Notre-Dame est bien vieille : on la verra peut-être
Enterrer cependant Paris qu’elle a vu naître ;
Mais, dans quelque mille ans, le Temps fera broncher
Comme un loup fait un bœuf, cette carcasse lourde,
Tordra ses nerfs de fer, et puis d’une dent sourde
Rongera tristement ses vieux os de rocher !
Bien des hommes, de tous les pays de la terre
Viendront, pour contempler cette ruine austère,
Rêveurs, et relisant le livre de Victor :
— Alors ils croiront voir la vieille basilique,
Toute ainsi qu’elle était, puissante et magnifique,
Se lever devant eux comme l’ombre d’un mort !
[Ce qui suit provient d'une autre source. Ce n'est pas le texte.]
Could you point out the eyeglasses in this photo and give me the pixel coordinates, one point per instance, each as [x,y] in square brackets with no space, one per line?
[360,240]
Gérard de Nerval, Odelettes (1834)
Écoutez ce poème (lecture Stéphane Bataillon) :
Il n’aura pas fallu attendre mille ans pour que la prophétie de Gérard de Nerval se réalise. Ce poème écrit à la suite du roman de Victor Hugo, que Nerval mentionne affectueusement, sonne juste. Résonne fort. Moins par son récit de la destruction de l’édifice que pour l’évocation des forces d’imagination que Notre-Dame, fût-elle réduite à quelques pierres, est capable de réveiller. Un élan calme et lumineux qui accompagne notre regard vers ce plus grand que nous. Comme à la lecture d’un poème qui nous touche, la cathédrale inspire un nouvel espace, un espace intérieur où sentir le sacré. Une transcendance heureuse qui ne peut pas finir.